A rising jobs tide isn’t lifting all boats equally.
Friday’s jobs report shouldn’t break the benign trend of sub-5% unemployment rate and improving wage growth. But the economic recovery has been uneven in the generational rivalry between millennials and baby boomers. Millennials, who surpassed boomers in sheer numbers last year, account for more than one-fourth of the nation’s population. But they are seeing relatively slower progress on the labor front.
Consider the Labor Department’s employment-population ratio, which measures the share of people who are employed. Among millennials between ages 25 and 34, it hit 77.5% in October. While that figure has risen for much of the past five years, it still hasn’t reclaimed its prefinancial crisis high of 80% in March 2007 or its all-time high of 82.3% in April 2000.

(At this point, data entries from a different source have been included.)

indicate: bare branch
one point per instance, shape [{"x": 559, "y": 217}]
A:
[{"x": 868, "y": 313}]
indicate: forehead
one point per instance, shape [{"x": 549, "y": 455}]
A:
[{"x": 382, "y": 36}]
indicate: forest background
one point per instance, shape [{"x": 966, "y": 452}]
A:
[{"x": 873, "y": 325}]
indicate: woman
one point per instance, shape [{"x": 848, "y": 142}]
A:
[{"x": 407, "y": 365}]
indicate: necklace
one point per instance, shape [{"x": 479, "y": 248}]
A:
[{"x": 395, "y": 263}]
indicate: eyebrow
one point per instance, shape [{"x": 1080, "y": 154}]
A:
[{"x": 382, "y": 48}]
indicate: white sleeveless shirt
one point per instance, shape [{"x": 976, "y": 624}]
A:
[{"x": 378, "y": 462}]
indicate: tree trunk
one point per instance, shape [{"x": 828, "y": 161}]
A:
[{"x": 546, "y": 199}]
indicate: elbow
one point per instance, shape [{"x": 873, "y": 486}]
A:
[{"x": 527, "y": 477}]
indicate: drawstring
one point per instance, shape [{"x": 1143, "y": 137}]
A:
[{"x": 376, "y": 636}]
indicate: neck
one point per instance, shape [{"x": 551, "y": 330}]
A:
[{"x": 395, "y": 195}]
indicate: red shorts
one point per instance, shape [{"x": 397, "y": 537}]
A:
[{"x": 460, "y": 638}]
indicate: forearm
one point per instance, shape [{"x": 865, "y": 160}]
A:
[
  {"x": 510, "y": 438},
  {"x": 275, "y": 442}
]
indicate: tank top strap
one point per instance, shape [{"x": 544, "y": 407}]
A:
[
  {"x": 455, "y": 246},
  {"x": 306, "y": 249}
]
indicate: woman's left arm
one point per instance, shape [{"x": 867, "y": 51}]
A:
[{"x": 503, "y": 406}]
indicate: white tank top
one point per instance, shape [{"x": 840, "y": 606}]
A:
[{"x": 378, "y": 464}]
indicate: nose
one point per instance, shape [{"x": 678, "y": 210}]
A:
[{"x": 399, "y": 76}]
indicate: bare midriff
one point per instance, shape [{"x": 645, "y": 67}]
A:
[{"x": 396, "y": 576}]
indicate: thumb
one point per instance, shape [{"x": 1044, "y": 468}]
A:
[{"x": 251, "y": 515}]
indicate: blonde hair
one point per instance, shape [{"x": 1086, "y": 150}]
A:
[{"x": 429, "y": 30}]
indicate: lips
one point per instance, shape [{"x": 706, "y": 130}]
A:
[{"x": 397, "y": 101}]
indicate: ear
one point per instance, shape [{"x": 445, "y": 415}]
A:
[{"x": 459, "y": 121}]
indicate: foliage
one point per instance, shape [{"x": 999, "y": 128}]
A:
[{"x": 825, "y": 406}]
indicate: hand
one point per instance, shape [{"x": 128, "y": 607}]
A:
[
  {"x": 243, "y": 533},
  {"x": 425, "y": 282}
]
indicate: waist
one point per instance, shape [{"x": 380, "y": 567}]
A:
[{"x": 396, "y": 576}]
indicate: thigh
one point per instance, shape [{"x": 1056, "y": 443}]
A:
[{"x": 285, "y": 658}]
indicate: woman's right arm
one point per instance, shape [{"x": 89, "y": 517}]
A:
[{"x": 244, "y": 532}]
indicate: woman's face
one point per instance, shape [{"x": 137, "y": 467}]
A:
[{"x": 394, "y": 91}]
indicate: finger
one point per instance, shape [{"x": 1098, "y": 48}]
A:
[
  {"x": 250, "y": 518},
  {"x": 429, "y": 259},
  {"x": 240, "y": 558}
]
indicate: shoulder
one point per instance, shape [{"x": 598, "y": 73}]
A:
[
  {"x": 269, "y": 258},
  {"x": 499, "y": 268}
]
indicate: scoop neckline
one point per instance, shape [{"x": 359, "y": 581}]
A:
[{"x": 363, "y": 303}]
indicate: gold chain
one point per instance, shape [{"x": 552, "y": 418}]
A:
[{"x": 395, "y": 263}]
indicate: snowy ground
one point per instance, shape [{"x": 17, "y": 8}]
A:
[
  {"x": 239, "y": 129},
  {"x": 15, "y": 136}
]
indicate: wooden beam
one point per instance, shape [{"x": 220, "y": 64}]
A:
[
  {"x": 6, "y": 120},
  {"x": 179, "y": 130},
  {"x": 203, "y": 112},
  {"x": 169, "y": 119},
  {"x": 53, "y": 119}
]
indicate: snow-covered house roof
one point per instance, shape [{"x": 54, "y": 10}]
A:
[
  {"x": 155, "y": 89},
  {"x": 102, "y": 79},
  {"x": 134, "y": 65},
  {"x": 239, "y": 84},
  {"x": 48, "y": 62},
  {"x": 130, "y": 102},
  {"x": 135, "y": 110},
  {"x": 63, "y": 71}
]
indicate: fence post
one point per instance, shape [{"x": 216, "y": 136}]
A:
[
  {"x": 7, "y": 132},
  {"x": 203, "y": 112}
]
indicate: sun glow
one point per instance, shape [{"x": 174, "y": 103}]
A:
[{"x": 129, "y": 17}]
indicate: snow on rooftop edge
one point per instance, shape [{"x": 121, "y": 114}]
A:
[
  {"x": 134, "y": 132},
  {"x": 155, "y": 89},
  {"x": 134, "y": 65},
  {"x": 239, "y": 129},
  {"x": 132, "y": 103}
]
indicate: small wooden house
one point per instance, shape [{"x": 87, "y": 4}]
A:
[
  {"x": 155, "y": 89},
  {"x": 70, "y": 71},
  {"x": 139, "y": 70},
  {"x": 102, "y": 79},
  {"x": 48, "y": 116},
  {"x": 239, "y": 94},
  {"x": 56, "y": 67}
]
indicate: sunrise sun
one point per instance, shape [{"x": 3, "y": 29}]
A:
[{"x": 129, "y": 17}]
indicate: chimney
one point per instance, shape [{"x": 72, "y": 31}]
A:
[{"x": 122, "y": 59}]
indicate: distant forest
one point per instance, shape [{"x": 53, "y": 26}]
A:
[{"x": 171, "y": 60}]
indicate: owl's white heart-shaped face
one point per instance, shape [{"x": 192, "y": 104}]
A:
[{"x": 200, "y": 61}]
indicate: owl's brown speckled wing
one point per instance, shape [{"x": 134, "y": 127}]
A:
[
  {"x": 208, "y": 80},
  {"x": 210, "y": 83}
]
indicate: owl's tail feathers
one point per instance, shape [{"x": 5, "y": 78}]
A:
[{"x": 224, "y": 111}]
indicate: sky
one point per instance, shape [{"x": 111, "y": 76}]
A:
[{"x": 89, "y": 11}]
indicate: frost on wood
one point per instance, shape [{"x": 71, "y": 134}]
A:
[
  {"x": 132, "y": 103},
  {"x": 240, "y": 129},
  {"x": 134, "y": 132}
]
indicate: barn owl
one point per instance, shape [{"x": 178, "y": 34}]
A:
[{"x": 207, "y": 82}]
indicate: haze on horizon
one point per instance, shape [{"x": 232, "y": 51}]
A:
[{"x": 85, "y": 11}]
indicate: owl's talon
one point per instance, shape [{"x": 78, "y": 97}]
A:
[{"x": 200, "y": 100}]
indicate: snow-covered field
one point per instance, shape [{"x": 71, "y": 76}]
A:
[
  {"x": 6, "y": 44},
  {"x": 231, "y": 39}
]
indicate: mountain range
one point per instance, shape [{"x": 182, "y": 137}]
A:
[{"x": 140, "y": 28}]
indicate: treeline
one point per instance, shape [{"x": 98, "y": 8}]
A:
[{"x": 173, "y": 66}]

The numbers are even worse for younger millennials. Roughly half of those in the 16-to-24 age range are employed, far closer to the all-time low of 44% in January 2010 than the peak of 62.1% in August 1989.
By comparison, a slice of the baby-boomer generation has fared much better in this regard. The employment-population ratio among those between ages 55 and 64 hit 62.2% in October, matching the highest since November 2008, just shy of the 62.8% record in March 2008.
Some of these trends are benign: Young people are staying in school longer and older people are staying healthy. The shift from blue collar to less physically taxing jobs makes remaining employed easier as well.
But it is also true that younger people could be having a tougher time getting on the jobs ladder. What is more, even their lower employment-population ratio might paint too rosy a picture since the measure doesn’t distinguish between part-time or full-time jobs.
Conversely, the fact that people nearing traditional retirement age or even beyond are more likely to be in the labor force isn’t an unmitigated positive. A big part of the government’s role in fostering a recovery has involved a trade-off: Interest rates are too low for many to live comfortably on a passive income. And rising health-care costs for those not yet eligible for Medicare, or even those who already qualify, may make staying employed a necessity.
Friday’s jobs report is the last before the Federal Reserve’s next policy meeting, where it is widely expected to raise rates. As some boomers’ quandary shows, monetary policy is a blunt instrument with unintended consequences.